La maggior parte degli americani sarebbe probabilmente entusiasta di sapere che esistono esseri extraterrestri (intelligenti o meno). Tuttavia, in altri paesi la reazione potrebbe essere diversa, mentre molto dipenderebbe dal grado di somiglianza delle ipotetiche creature con le forme di vita che ci sono note
di Yasemin Saplakoglu / Scientific American
www.lescienze.it

Quando ‘Oumuama, un misterioso oggetto interstellare, ha attraversato il nostro sistema solare lo scorso ottobre, ha scatenato un diluvio di notizie mozzafiato che vertevano tutte sull’ovvia domanda: è una nave spaziale? Non c’erano segni che fosse così, anche se molti sembravano sperarlo.

Nel corso della storia i fenomeni cosmici più strani hanno suscitato in noi la domanda: potrebbe essere questo il momento in cui affrontiamo per la prima volta la vita aliena?

L’aspettativa non è necessariamente stravagante: molti scienziati si esercitano (o potrebbero farlo) in argomenti elaborati, ma basati su prove che alla fine scopriremo la vita al di là dei confini del nostro pianeta. Per chi ci crede veramente, la cosa più incerta è se la notizia provocherebbe o meno il panico globale, e questo dipende dal modo in cui le nostre menti – così fortemente influenzate dal nostro ambiente terrestre e dalla nostra società – percepiscono come potenziale minaccia qualcosa al di fuori del nostro contesto familiare.
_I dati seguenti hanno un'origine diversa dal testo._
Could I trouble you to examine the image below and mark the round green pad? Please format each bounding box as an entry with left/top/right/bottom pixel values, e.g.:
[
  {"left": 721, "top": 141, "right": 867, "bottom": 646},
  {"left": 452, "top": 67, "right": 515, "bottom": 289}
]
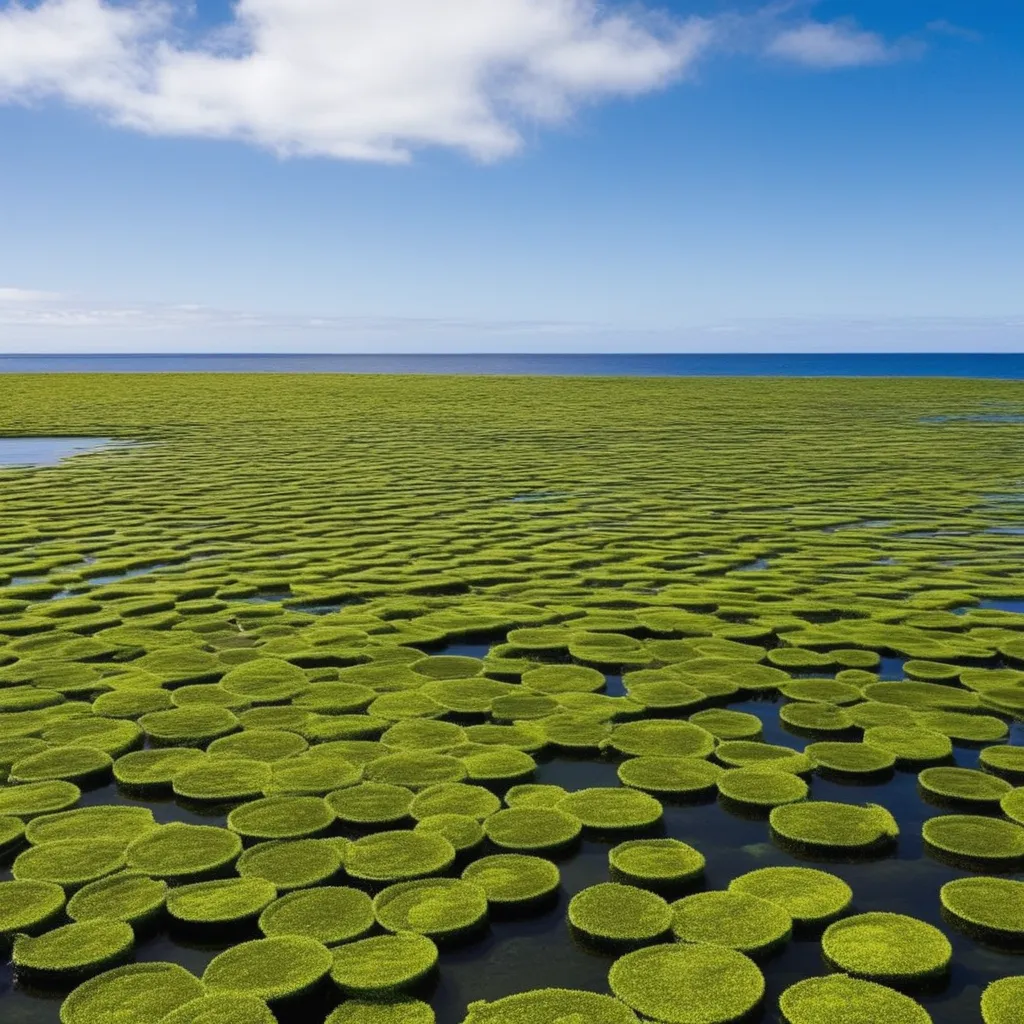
[
  {"left": 568, "top": 882, "right": 672, "bottom": 942},
  {"left": 203, "top": 935, "right": 331, "bottom": 1002},
  {"left": 345, "top": 831, "right": 455, "bottom": 882},
  {"left": 778, "top": 974, "right": 932, "bottom": 1024},
  {"left": 939, "top": 878, "right": 1024, "bottom": 938},
  {"left": 259, "top": 886, "right": 374, "bottom": 946},
  {"left": 981, "top": 975, "right": 1024, "bottom": 1024},
  {"left": 608, "top": 839, "right": 706, "bottom": 887},
  {"left": 462, "top": 853, "right": 561, "bottom": 904},
  {"left": 557, "top": 787, "right": 662, "bottom": 829},
  {"left": 374, "top": 879, "right": 487, "bottom": 940},
  {"left": 608, "top": 943, "right": 765, "bottom": 1024},
  {"left": 672, "top": 891, "right": 793, "bottom": 954},
  {"left": 60, "top": 963, "right": 203, "bottom": 1024},
  {"left": 331, "top": 933, "right": 437, "bottom": 996},
  {"left": 729, "top": 867, "right": 853, "bottom": 925},
  {"left": 463, "top": 988, "right": 639, "bottom": 1024},
  {"left": 821, "top": 912, "right": 952, "bottom": 983}
]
“Nel pubblico – in una parte molto grande del pubblico – serpeggia la convinzione che la scoperta di vita intelligente sarebbe come minimo tenuta segreta dal governo, perché altrimenti tutti andrebbero fuori di testa”, dice Seth Shostak, un astronomo del SETI Institute. Forse è plausibile che i nostri cervelli, calibrati da milioni di anni di evoluzione per diffidare dei predatori, impazzirebbero di terrore di fronte ad alieni immensamente potenti che arrivano sulla nostra porta di casa cosmica da luoghi sconosciuti.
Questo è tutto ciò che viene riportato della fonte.